Letters, unlike emails, are tangible proof of our existence and offer insight into our thoughts and feelings. Emails are just a click away from oblivion and sometimes it is quite difficult to determine the sincerity of a message, perhaps because of brevity. Email does not convey the feeling and tone of a message the way ink on paper does. It is difficult to describe the difference, but those of us accustomed to letters know it exists. I’m not sure what future generations will do without printed copies of their words. We have long depended on the letters of everyone from pioneers to presidents to give us a detailed depiction of history. I suppose our history is being recorded for the future by our blogs and YouTube. But both lack the intimacy and honesty of private letters exchanged by family and friends.

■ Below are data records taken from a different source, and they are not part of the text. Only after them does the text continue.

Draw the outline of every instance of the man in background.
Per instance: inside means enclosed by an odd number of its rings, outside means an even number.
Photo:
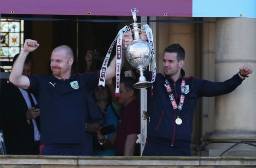
[[[14,63],[19,54],[13,57]],[[32,60],[26,58],[22,75],[31,75]],[[1,127],[7,155],[39,154],[39,108],[31,93],[9,82],[1,89]]]

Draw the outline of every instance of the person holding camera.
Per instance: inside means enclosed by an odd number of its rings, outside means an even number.
[[[13,64],[19,54],[13,57]],[[31,75],[31,55],[26,58],[22,74]],[[34,95],[8,83],[1,89],[0,125],[7,155],[39,154],[40,109]]]
[[[140,133],[140,105],[137,99],[138,89],[133,85],[137,81],[131,77],[121,78],[118,102],[123,106],[116,133],[108,137],[101,130],[97,132],[99,143],[105,148],[115,146],[115,155],[140,155],[140,146],[136,143]]]
[[[101,65],[99,62],[99,52],[96,50],[88,50],[85,56],[85,72],[94,72],[99,69],[99,66]]]

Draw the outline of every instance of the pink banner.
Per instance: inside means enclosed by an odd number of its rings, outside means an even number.
[[[1,0],[0,14],[131,16],[192,16],[192,0]]]

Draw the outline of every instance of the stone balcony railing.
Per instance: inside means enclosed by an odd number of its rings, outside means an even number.
[[[256,168],[256,157],[1,155],[0,168]]]

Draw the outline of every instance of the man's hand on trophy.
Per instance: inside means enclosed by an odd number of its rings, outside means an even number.
[[[124,33],[123,35],[123,42],[122,44],[122,48],[125,49],[127,47],[127,45],[131,43],[132,41],[132,36],[131,36],[131,32],[128,31]]]
[[[145,30],[143,30],[142,32],[140,34],[140,38],[141,39],[144,41],[148,41],[148,37],[147,37],[147,33],[146,33],[146,31]]]

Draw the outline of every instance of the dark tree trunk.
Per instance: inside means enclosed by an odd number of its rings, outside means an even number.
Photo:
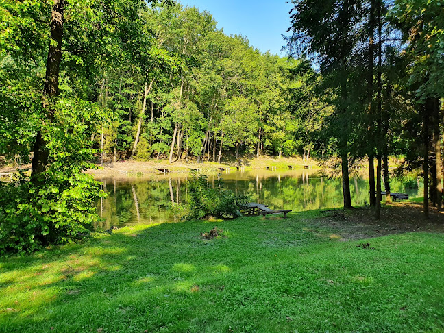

I have a collection of letters from my mother, grandmother, and great-grandmother that I cherish. I’ve also saved a few letters from friends, family and even strangers. I have the letters that I wrote to my mother over a period of many years because she saved them. Even though I enjoy talking on the phone and communicating by email and FB, I know those interactions are as temporary as our time here on earth. Paper letters have a life of their own and there is something comforting about being able to read the words written by someone who is no longer part of my life.
Tonight I will write a reply to that letter sitting on my desk. Perhaps I will even write a new letter to someone else and surprise them. Why don’t you do the same?
(Note: I posted this photo because this is the house we were in when we lived in Iowa near Gary’s cousin.)